The Challenges and Opportunities for UK Research Professor Adrian Smith Director General, Science and Research, BIS HEPI Autumn 2010 Conference, December 2nd
Central Spending Review 2010 • The Science & Research programme budget protected with a 4 year, flat cash, ring-fenced settlement. • Science & Research community played a vital role in convincing No. 10 and HMT that research is a key investment in the future. • “When money is short we should ruthlessly prioritise those areas of public spending which are most likely to support economic growth, including … our science base” George Osborne, Spending Review statement, October 20th 2010
Spending Review Challenges • Flat cash is still an 8.9% cut over the period. Challenge to make up as much as possible from efficiency savings (Wakeham etc.), minimising the actual cut in volume of research. • Capital: the community’s two top priority projects, UKCMRI and Diamond Light Source Phase 3, are confirmed. But capital elsewhere will be tight. • Conclusion: flat cash is “painful but manageable” – Lord Rees, The Royal Society.
Technology Strategy Board • Regional Development Agencies have been abolished. Their business-led technology innovation work, such as R&D grants, will now be handled by the Technology Strategy Board. • RDAs were a major funding stream (along with HEIF) for knowledge exchange infrastructure, such as science parks and university incubators. There will be significant challenges in ensuring the future viability of these ventures.
The Browne Review • Aims to put funding of undergraduate courses on a sustainable footing, by shifting bulk of payment from Government to the individual. • It is hard to predict how these changes will affect the research pipeline, in particular at the level of taught postgraduate courses. These are often the stepping stone to research training.
Migration • Challenge of reconciling Coalition commitment to reduce immigration with the research need to attract the brightest and best from around the world. Salary alone is not an effective filter. • Home Office announcement (Nov 23rd) has clarified the situation. • For Tier 1 visas (no job yet), academics and scientists can get in through the Exceptional Talent and Exceptional Promise categories, limited to 1000 p.a. • For Tier 2 visas (job confirmed), academics and scientists can get in for jobs requiring high level qualifications, with a cap applied monthly.
Reorganisation of BIS • BIS was formed in 2009, from the merger of DIUS and BERR. • There was always going to be a process of rationalisation, the current public spending environment making this even more important. • The groups of Science & Research, Innovation and the Higher Education part of Universities & Skills will form Knowledge and Innovation Group.

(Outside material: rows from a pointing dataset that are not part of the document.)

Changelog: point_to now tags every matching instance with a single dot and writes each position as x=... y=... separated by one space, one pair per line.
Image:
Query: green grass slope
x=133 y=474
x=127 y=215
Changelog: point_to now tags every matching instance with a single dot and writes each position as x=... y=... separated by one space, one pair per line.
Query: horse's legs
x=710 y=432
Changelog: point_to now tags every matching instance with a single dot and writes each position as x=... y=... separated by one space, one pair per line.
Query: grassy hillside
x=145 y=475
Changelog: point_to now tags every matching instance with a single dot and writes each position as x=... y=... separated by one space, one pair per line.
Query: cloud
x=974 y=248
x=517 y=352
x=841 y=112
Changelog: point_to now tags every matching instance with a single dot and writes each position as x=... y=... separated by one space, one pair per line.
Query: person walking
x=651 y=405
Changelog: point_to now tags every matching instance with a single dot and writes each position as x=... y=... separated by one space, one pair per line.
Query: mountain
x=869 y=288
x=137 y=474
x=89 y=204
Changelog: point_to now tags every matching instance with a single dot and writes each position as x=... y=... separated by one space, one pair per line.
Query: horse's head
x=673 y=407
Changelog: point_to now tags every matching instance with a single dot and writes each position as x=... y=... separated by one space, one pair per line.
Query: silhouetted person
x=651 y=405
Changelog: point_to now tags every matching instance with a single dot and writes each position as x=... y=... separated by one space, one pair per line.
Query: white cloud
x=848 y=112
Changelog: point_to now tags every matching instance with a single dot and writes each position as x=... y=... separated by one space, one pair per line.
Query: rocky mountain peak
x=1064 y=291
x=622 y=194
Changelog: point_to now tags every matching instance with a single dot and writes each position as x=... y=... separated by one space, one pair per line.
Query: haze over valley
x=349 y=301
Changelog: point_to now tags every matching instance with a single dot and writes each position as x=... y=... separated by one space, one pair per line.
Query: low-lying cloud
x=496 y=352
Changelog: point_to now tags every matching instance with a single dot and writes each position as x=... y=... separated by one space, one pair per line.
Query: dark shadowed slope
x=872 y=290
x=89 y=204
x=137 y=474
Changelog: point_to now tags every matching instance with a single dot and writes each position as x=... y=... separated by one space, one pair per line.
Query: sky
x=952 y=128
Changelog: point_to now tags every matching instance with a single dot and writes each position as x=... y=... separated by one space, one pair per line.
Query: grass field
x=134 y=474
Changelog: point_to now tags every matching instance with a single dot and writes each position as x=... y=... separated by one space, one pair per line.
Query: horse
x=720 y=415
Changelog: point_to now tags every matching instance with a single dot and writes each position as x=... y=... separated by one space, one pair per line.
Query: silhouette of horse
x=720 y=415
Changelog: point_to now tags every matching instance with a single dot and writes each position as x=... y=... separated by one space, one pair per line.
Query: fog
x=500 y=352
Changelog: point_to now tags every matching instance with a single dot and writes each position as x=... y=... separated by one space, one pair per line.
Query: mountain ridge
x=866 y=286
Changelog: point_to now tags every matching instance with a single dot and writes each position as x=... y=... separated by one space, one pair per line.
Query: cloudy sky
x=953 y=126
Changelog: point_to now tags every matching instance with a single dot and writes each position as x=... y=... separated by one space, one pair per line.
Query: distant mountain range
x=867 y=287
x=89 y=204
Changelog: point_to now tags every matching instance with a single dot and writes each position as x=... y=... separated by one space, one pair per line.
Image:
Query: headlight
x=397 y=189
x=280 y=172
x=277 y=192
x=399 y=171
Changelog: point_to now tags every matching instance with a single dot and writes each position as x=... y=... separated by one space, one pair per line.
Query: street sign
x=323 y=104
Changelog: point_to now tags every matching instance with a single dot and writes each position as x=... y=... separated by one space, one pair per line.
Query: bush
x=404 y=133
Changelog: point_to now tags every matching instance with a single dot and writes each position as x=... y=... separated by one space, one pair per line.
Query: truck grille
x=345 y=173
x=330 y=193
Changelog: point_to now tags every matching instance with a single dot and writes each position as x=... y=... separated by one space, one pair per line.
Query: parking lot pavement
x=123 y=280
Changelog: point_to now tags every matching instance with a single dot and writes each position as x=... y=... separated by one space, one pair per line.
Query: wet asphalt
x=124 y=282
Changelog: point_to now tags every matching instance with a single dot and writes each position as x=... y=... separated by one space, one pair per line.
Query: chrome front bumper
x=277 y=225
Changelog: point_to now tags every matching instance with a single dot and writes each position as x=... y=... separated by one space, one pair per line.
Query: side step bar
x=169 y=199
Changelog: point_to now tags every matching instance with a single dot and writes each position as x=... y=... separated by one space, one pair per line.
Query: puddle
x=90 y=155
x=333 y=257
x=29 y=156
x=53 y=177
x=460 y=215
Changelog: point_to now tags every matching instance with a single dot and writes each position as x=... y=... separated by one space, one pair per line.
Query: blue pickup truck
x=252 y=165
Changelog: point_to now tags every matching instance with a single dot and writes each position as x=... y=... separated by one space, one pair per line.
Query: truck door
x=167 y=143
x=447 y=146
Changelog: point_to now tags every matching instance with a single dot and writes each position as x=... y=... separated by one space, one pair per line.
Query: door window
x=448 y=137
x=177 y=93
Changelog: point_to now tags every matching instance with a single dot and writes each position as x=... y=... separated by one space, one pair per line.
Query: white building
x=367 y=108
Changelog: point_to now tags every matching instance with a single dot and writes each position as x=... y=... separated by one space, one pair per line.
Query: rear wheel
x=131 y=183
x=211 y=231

I have been appointed Director General of this expanded group.
Close working • Academic and governmental communities have become closer in recent years. • Within Government, there is now a Chief Scientific Adviser in every department (except the Treasury). • CSAs meet regularly with the Chief Executives of the Research Councils.
Interdisciplinary research • Recognition that the “grand challenges” facing humanity: ageing populations, energy needs, environmental changes etc. cannot be adequately tackled within a single discipline (or even country). • Six cross-council programmes involve input from all the Research Councils, plus various other bodies across government.
Energy Digital Economy Cross Council Programmes Food Security • Major response to strategic challenges for the nation – and the world • Coordinated impact greater than sum of the parts Global Uncertainties Ageing Living With Environmental Change
International collaborations • Some of the most complex scientific projects, such as the Large Hadron Collider and nuclear fusion, are well beyond the resources of the UK alone. • We are involved in international collaborations such as CERN, the European Space Agency and ITER (through the EU), as well as many smaller Research Council projects. • In tough financial times we have been making good progress in negotiating down subscription costs.
Technology Innovation Centres • £200m has been earmarked over the next four years for Technology Innovation Centres, to be overseen by the TSB. • They will be based on the model advocated by Hermann Hauser and James Dyson – similar but not identical to the Fraunhofer Centres in Germany. • The aim is to provide a stronger bridge between research and technology commercialisation, de-risking the investment process for businesses.
Clusters • TICs are part of a ministerial strategy to develop clusters. where scientific facilities, world-class universities and hi-tech businesses are grouped in close proximity.
The Key role of Higher Education • Receives two-thirds of S&R budget! • Implications of Browne/SR ? • Greater mission diversity? • More HEI shared use of R resources? • International R positioning?